A review by lisa_mc
Coral Glynn by Peter Cameron

3.0

In this age of oversharing, paparazzi and reality TV, it’s easy to forget that for most of human culture, many things were simply Not Talked About. Unstated and understood. Except “understood” isn’t always understood, even by oneself, or it’s understood differently by different people.

There’s plenty unstated — and much misunderstood — in “Coral Glynn,” a delicate, deliberate story whose quiet surface belies its complex depths.

The novel begins in 1950, when Coral Glynn, a nurse, is hired to care for an elderly woman in the last throes of illness. The house is bleak, but because of its inhabitants, not its surroundings. The dying woman’s son, Clement, disfigured in the war, has written off the possibility of a wife for himself and doesn’t have much contact with his mother. The housekeeper is surreptitiously hostile toward Coral — but nice to her face.

After what could be called a whirlwind courtship or romance if there had been a courtship or romance, and despite barely knowing each other, Clement and Coral decide to marry.

Lacking friends and family of her own, Coral is helped in her wedding preparations by kindhearted, chattering Dolly, the wife of Clement’s dear friend Robin. But a strange turn of events upends Coral and Clement’s hasty plans and sends the story in an entirely new direction.

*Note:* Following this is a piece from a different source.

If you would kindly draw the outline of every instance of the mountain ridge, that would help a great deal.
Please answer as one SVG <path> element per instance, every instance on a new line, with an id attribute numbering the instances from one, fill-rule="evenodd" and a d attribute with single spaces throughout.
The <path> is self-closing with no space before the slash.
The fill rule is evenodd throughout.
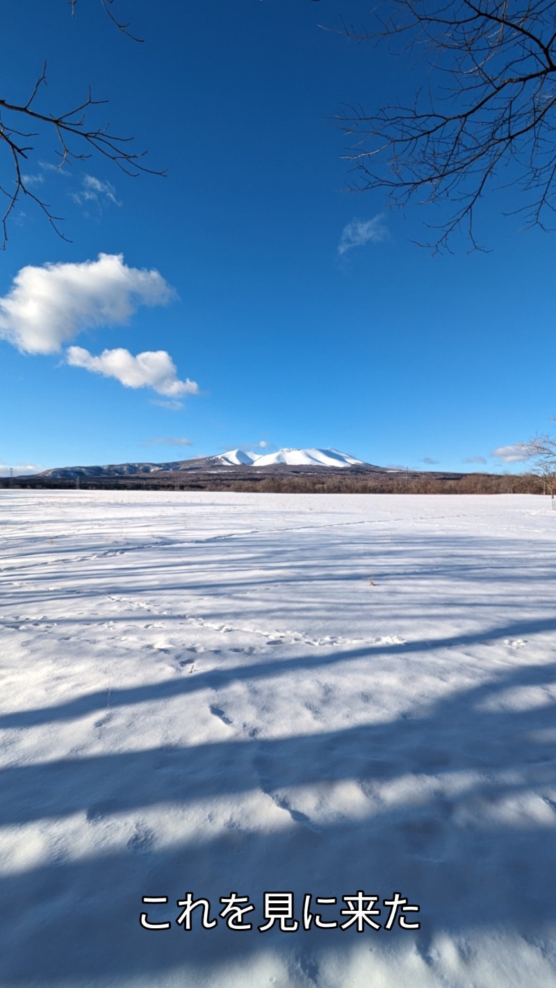
<path id="1" fill-rule="evenodd" d="M 105 465 L 90 466 L 54 466 L 40 473 L 33 474 L 36 477 L 52 479 L 74 479 L 76 477 L 111 477 L 111 476 L 130 476 L 140 473 L 176 473 L 190 470 L 227 470 L 230 467 L 255 467 L 256 469 L 265 467 L 297 466 L 316 467 L 319 469 L 345 469 L 346 467 L 371 467 L 373 469 L 388 470 L 387 467 L 377 467 L 372 463 L 366 463 L 362 459 L 357 459 L 350 453 L 341 453 L 339 450 L 320 450 L 309 448 L 306 450 L 294 450 L 284 448 L 271 453 L 257 453 L 244 450 L 230 450 L 228 453 L 216 453 L 212 456 L 199 456 L 192 459 L 169 460 L 163 463 L 127 462 L 127 463 L 108 463 Z M 390 472 L 388 470 L 388 472 Z"/>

Coral herself goes through most of this at a distance, almost removed from the proceedings, swept along for want of any desire to do otherwise. She appears passive, reactive, but she takes charge of her situation when she has to. It’s as if she’s afraid to feel too much: “Coral hoped that by sitting silently and stilly on the bed, she might not disturb the diorama she felt she was in, for she did not want anything else to happen to her ever again. She could not imagine anything that was not bad or disappointing happening.”

Despite her fears, things do happen to her, and they are not all bad or disappointing.

“Coral Glynn” moves in unpredictable ways, which makes it — despite its cool, detached style — an urgent piece of storytelling. The understated tone is reminiscent of Barbara Pym; the oblique non-communication brings to mind Ian McEwan’s “On Chesil Beach,” though the characters don’t suffer such a devastating personal disaster. Coral may not have had “a proper life,” but she manages to find a satisfying one for herself anyway.